Assises nationales….A la recherche du temps perdu

Curieux fait du hasard ! C’est à la veille du dixième anniversaire des Assises Nationales, que le Président de la République a solennellement déclaré que les conclusions de cet important forum n’étaient ni la Thora ni la Bible, ni le Coran.
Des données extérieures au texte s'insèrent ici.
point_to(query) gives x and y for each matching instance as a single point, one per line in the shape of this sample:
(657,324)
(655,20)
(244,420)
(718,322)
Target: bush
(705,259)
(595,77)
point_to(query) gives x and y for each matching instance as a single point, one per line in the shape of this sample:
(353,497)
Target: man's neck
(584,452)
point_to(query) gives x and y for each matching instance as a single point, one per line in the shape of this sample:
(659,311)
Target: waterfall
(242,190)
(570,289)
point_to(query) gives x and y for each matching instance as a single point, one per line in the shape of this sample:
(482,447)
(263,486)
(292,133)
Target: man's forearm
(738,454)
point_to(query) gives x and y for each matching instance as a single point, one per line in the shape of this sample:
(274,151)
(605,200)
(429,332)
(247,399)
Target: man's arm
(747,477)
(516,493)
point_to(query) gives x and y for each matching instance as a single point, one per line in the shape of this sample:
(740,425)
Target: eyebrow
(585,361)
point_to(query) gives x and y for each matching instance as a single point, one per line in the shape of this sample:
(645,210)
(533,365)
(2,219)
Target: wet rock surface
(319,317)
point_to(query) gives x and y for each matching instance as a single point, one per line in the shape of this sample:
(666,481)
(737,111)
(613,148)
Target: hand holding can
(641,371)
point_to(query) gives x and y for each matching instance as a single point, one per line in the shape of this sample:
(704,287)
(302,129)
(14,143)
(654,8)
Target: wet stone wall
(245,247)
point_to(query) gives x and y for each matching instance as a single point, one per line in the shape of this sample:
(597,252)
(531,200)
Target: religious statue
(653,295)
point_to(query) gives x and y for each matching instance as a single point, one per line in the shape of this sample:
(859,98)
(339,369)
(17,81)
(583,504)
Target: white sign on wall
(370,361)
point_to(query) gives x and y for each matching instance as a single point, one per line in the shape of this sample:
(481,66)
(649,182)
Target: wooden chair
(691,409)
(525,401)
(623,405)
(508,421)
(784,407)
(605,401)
Pas étonnant qu’après cela, le comité national de pilotage se soit vu refuser l’accès à un amphithéâtre de l’UCAD, pour la commémoration de ce dixième anniversaire, qui a dû finalement se tenir dans une salle relativement exiguë, au quatrième étage d’une université privée, ne disposant pas encore d’ascenseur.

Il faut néanmoins se féliciter du fait, que d’éminentes personnalités de Benno Bokk Yakaar aient daigné honorer de leur présence la cérémonie, même s’ils semblaient plus y être pour dédouaner leur mentor des accusations de renoncement, de reniement voire de trahison, qui étaient portées contre lui, que pour autre chose.

Beaucoup d’eau a coulé sous les ponts depuis le 1er Juin 2008, date de lancement des Assises Nationales du Sénégal, qui furent initiées au lendemain du boycott des élections législatives de juin 2007 par les principaux partis d’opposition d’alors. Le contexte de l’époque était marqué par de vives polémiques, suite à la réélection contestée de Me Abdoulaye Wade au premier tour de l’élection présidentielle survenue, quelques mois plus tôt. Mais la crise politique allait au-delà de ces aspects contentieux post-électoraux et reposait certes, sur des faits objectifs mais également sur les rapports exécrables entre acteurs politiques. Sept ans après une alternance décevante, il y avait, de plus en plus, la prise de conscience que la résolution de la crise multidimensionnelle, qui affectait notre pays, devait nécessairement passer par une refondation institutionnelle bien comprise et une émergence citoyenne.

Patriotes vertueux, démocrates sincères, membres de partis politiques progressistes et d’organisations de la société civile ressentaient la nécessité de procéder à une rupture avec les  systèmes politiques et les modes de gouvernance qui avaient existé  depuis 1962, sous Senghor, Abdou Diouf, caractérisés par l’hyper-présidentialisme, la vassalisation du Parlement et l’instrumentalisation de la Justice.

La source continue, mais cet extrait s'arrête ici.